The COVID19 pandemic continues to march onwards and is proving to be more contagious than previously thought with the result that we are seeing it spread across the world and in many cases re-emerging when Governments start to ease restrictions in an effort to revive devastated economies. Australia has coped better than most albeit with a couple of serious mistakes like the Ruby Princess affair and the unforgiveable mishandling of Victoria’s hotel quarantine.
The debacle in Victoria in particular has had ongoing consequences which has badly affected RAAA members and much of the aviation industry. Apart from tragically costing hundreds of lives, it has necessitated a stage 4 shutdown in Melbourne with devastating consequences for Victoria and for the national economy. Many businesses have suffered further reverses as a result, and many will not survive. In the aviation sector it has meant the closing down of all flying training schools despite the fact that they are an essential part of allowed aviation activities and a component of the VCE education system where the Premier has promised on more than one occasion that no VCE student would be disadvantaged. The RAAA is assisting in the lobbying effort to try and get this decision reversed but it is a prime example of the confusion that exists when Governments are making up rules on the run and at the same time running scared of doing anything that would inflame the COVID emergency.

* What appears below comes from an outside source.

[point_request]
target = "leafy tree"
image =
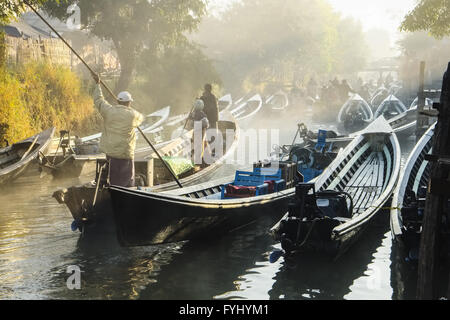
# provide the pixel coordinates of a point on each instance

The damage is compounded when other states consequently close their borders which has a knock on effect for businesses outside of Victoria that rely on interstate commerce. While closing borders with Victoria is completely understandable other border restrictions are hard to justify. It is not made any easier with NT, Queensland and WA facing elections in the near future and the polls showing voters in favour of border closures.
It does raise the question of a lack of consistency and policy with State and Territory Governments all running their own agendas and no clear indication of what justifies a border closure or indeed what is needed to re-open a border. As a result there is much uncertainty for those businesses that rely on free trade across state borders. Many RAAA members are adversely affected by this. Alan Joyce addressed the issue of state border closures in his annual report to Qantas shareholders and one can only wonder what the impact has been on Qantas Domestic, Virgin and Jetstar of closed state borders. Why are tourists and family members prohibited from entering WA when originating from SA or the NT? This is but one example of border restrictions that make no sense.
A4ANZ (Airlines for Australia and New Zealand, comprising Qantas, Virgin, Rex and Air New Zealand) have been advocating for a national policy on border closures through the National Cabinet and have proposed a model which specifies a framework to guide the increasing or decreasing of border controls. We can expect this campaign to gain momentum and the RAAA supports this and will also be involved.
It is essential to have certainty and consistency over the imposition or removal of border controls. Unfortunately many of the measures imposed to date appear to have been arbitrarily selected, with controls and timeframes in place that ignore the evidence. As a result there is now significant variability in the administration of border controls, with a misalignment of processes for border pass applications, quarantine requirements, and essential worker exemptions.
As well as aviation many other major industry groups are involved and their businesses adversely affected. Tourism, mining and agriculture are just some of the industry groups that will also have a stake in rationalising our border restrictions. No-one can argue with the current controls on our international borders, or the isolating of Victoria until they regain control of the virus, but many of the other border restrictions need examination.
Another unfortunate consequence of the Victorian outbreak is the postponing of our planned roadshows for the foreseeable future. We will be monitoring this and the RAAA office will continue to keep you updated on our future plans. At this stage a convention is looking unlikely for next year, given the long lead time needed to plan it, which makes it all the more important to schedule our roadshows as soon as it is safe to do so.
We can only hope and pray that the situation in Victoria stabilises as quickly as possible and that we do not have a repeat event.